EPIC - crop.development¶

class mef_agri.models.crop.development.model_epic.Development(**kwargs)¶

Model which computes crop development based on [R2]. Winter dormancy is not considered (i.e. self.winter_dormancy is always set to False). If this is required, see Development_Dormancy.

kwargs \(\rightarrow\) see mef_agri.models.base.Model

dl()¶

RQ - 'daylength' from model with id 'zone.atmosphere.daylength'

\(a_{\textrm{dl},k}\ [h]\)

Returns:: current daylength at site
Return type:: Requirement

heat_unit_factor_leaves()¶

MQ - Random Output

\(c_{\textrm{L-huf},k}\ [\ ]\) - [R2] (equ. 9)

Returns:: heat unit factor for leaf growth
Return type:: numpy.ndarray

heat_unit_index()¶

MQ - State

\(c_{\textrm{D-hui},k} = \frac{\sum_k{c_{\textrm{D-dhu},k}}}{c_{\textrm{D-phu},0}}\ [\ ]\) - [R2] (equ. 2)

Returns:: current heat unit index
Return type:: numpy.ndarray

heat_units_pot()¶

MQ - Hyper-Parameter

\(c_{\textrm{D-phu},0}\ [^\circ C]\) - [R2] (equ. 2, table 2)

Returns:: potential heat units for maturity
Return type:: numpy.ndarray

heat_units_rate()¶

MQ - Random Output

\(c_{\textrm{D-dhu},k}\ [^\circ C]\) - [R2] (equ. 1)

Returns:: daily increase of heat units
Return type:: numpy.ndarray

hufl_coeff1()¶

MQ - Hyper-Parameter

\(c_{\textrm{D-lc1},0}\ [\ ]\) - [R2] (equ. 9, table 2)

Returns:: regression coefficient for leaves heat-unit-factor
Return type:: numpy.ndarray

hufl_coeff2()¶

MQ - Hyper-Parameter

\(c_{\textrm{C-lc2},0}\ [\ ]\) - [R2] (equ. 9, table 2)

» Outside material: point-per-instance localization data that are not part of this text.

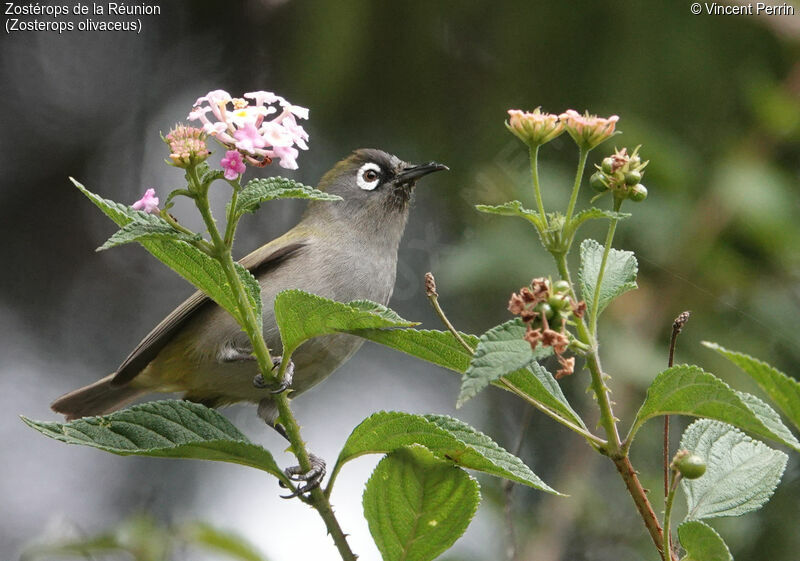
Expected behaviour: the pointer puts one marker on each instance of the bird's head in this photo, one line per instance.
(375, 187)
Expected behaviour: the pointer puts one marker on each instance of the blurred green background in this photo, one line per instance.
(714, 100)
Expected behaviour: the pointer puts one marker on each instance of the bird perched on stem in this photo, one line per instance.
(344, 250)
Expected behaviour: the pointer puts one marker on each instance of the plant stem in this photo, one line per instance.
(534, 156)
(612, 227)
(250, 324)
(614, 448)
(577, 186)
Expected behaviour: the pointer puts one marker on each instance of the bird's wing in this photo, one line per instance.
(259, 263)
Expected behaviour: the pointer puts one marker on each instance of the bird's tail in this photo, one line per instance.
(95, 399)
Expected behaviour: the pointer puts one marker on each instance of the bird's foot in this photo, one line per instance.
(311, 479)
(261, 384)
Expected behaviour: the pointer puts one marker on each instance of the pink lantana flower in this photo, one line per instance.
(148, 202)
(243, 124)
(232, 164)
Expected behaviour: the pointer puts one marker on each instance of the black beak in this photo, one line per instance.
(412, 173)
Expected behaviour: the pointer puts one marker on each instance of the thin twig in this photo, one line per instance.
(677, 326)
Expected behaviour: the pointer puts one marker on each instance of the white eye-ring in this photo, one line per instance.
(368, 176)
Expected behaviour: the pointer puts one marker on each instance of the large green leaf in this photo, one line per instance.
(301, 316)
(441, 348)
(258, 191)
(741, 473)
(500, 351)
(619, 277)
(167, 429)
(189, 262)
(782, 389)
(447, 438)
(513, 208)
(702, 543)
(688, 390)
(417, 506)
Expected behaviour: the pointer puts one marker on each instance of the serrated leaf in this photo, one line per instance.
(166, 429)
(441, 348)
(143, 230)
(688, 390)
(513, 208)
(741, 473)
(619, 277)
(447, 438)
(418, 506)
(189, 262)
(258, 191)
(702, 542)
(231, 545)
(500, 351)
(301, 316)
(782, 389)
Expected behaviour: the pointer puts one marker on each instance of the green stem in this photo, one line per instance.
(612, 228)
(667, 515)
(577, 186)
(249, 322)
(534, 156)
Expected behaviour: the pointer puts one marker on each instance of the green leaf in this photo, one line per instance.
(258, 191)
(688, 390)
(500, 351)
(165, 429)
(702, 542)
(189, 262)
(417, 506)
(441, 348)
(229, 544)
(142, 230)
(741, 473)
(619, 276)
(782, 389)
(513, 208)
(301, 316)
(447, 438)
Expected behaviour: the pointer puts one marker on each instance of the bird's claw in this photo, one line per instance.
(311, 478)
(288, 375)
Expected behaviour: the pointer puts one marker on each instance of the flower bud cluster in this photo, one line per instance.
(544, 304)
(621, 173)
(187, 146)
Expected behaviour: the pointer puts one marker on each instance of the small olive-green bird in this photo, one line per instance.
(344, 250)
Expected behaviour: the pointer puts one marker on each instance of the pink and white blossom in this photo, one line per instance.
(232, 164)
(243, 124)
(148, 202)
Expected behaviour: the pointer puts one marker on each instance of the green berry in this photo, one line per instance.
(691, 466)
(633, 177)
(638, 193)
(560, 287)
(599, 182)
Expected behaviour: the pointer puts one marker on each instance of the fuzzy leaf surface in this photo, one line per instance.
(741, 473)
(702, 542)
(447, 438)
(166, 429)
(688, 390)
(500, 351)
(417, 506)
(302, 316)
(619, 276)
(513, 208)
(259, 191)
(189, 262)
(783, 390)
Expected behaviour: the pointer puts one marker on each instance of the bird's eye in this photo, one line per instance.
(368, 176)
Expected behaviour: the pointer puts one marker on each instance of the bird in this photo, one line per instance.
(343, 250)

Returns:: regression coefficient for leaves heat-unit-factor
Return type:: numpy.ndarray

initialize(epoch)¶

Initialization of random outputs with zero vectors.

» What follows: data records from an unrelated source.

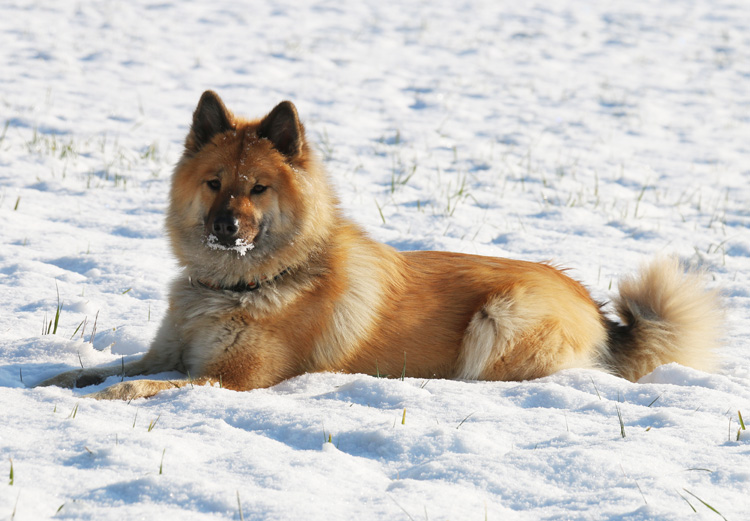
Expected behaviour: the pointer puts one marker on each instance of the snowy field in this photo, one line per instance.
(592, 134)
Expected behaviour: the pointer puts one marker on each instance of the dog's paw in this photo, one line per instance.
(71, 379)
(132, 390)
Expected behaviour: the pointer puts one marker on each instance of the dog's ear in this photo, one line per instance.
(282, 127)
(211, 117)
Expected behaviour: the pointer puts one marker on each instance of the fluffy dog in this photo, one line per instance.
(276, 282)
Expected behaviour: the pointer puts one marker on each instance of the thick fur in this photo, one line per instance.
(250, 204)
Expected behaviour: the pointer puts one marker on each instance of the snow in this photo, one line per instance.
(596, 135)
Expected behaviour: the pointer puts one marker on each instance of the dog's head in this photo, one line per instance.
(248, 197)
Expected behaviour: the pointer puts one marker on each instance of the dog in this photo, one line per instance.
(277, 282)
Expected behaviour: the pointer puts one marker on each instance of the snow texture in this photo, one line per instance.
(593, 134)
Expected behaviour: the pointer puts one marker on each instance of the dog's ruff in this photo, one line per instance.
(276, 283)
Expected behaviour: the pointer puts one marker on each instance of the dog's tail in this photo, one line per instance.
(667, 316)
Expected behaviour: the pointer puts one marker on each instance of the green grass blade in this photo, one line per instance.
(706, 504)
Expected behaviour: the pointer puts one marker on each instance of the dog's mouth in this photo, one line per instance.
(240, 245)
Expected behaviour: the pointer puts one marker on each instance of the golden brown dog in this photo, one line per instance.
(276, 282)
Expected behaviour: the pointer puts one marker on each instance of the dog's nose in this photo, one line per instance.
(225, 227)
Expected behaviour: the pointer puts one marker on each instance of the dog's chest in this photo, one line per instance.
(214, 329)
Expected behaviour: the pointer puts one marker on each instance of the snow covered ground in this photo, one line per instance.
(594, 134)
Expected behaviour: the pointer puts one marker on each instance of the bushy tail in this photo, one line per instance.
(667, 316)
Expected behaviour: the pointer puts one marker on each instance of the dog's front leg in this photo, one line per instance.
(134, 389)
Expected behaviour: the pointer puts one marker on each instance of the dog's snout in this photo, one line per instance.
(225, 227)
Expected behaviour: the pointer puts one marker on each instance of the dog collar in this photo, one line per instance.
(242, 287)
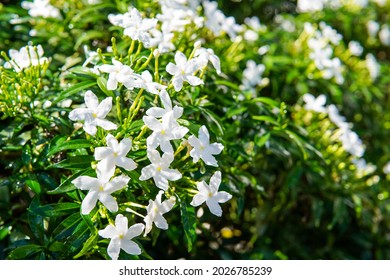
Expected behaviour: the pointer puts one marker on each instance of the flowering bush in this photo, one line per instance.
(130, 127)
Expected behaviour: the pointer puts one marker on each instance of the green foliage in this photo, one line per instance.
(297, 191)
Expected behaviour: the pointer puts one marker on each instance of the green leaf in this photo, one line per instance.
(76, 162)
(65, 228)
(33, 184)
(24, 252)
(88, 245)
(4, 232)
(74, 89)
(266, 119)
(67, 185)
(261, 140)
(55, 210)
(69, 145)
(188, 219)
(36, 221)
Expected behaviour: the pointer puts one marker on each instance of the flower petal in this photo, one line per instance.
(204, 135)
(121, 224)
(114, 248)
(198, 199)
(172, 69)
(103, 153)
(161, 182)
(126, 163)
(104, 107)
(152, 123)
(180, 58)
(215, 181)
(107, 125)
(160, 222)
(89, 202)
(90, 128)
(117, 183)
(91, 100)
(112, 83)
(124, 146)
(135, 230)
(131, 247)
(112, 142)
(147, 172)
(108, 232)
(222, 197)
(214, 207)
(79, 114)
(86, 183)
(109, 202)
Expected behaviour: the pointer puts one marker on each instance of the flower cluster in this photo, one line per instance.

Parameters:: epoch (datetime.date) – initialization epoch

temperature_base()¶

MQ - Hyper-Parameter

\(c_{\textrm{D-tb},0}\ [^\circ C]\) - [R2] (equ. 1, table 2)

Returns:: crop-specific base temperature for heat-unit computation
Return type:: numpy.ndarray

temperature_opt()¶

MQ - Hyper-Parameter

\(c_{\textrm{D-to},0}\ [^\circ C]\) - [R2] (equ. 46, table 2)

Returns:: crop-specific optimum temperature regarding temperature stress
Return type:: numpy.ndarray

tmax()¶

RQ - 'temperature_max' from model with id 'zone.atmosphere.weather'

\(a_{\textrm{tmax},k}\ [^\circ C]\)

Returns:: daily max. temperature
Return type:: Requirement

tmin()¶

RQ - 'temperature_min' from model with id 'zone.atmosphere.weather'

\(a_{\textrm{tmin},k}\ [^\circ C]\)

Returns:: daily min. temperature
Return type:: Requirement

update(epoch)¶

The following computations are performed

call update_dormancy()
if self.winter_dormancy == True
- set heat_units_rate() to zero vector
- heat_unit_index() and heat_unit_factor_leaves() remain unchanged
else

Parameters:: epoch (datetime.date) – current evaluation epoch

update_dormancy()¶: Method which has to be implemented in a child class of Development. It is called in Development.update().

winter_dormancy()¶

MQ - Deterministic Output

\(c_{\textrm{D-wd},k}\ [\ ]\) (boolean value) - [R2] (section Model Description > Growth Constraints > Winter Dormancy)

Returns:: indicator for winter dormancy period
Return type:: bool

class mef_agri.models.crop.development.model_epic.Development_Dormancy(**kwargs)¶

This model considers winter dormancy periods. According to [R2], it is present, when the current daylength is within \(\pm\) one hour around the minimum possible daylength at the current site.

Inherits from Development

kwargs \(\rightarrow\) see mef_agri.models.base.Model

update_dormancy()¶: Determine winter dormancy periods based on current daylength and minimum possible daylength at current site.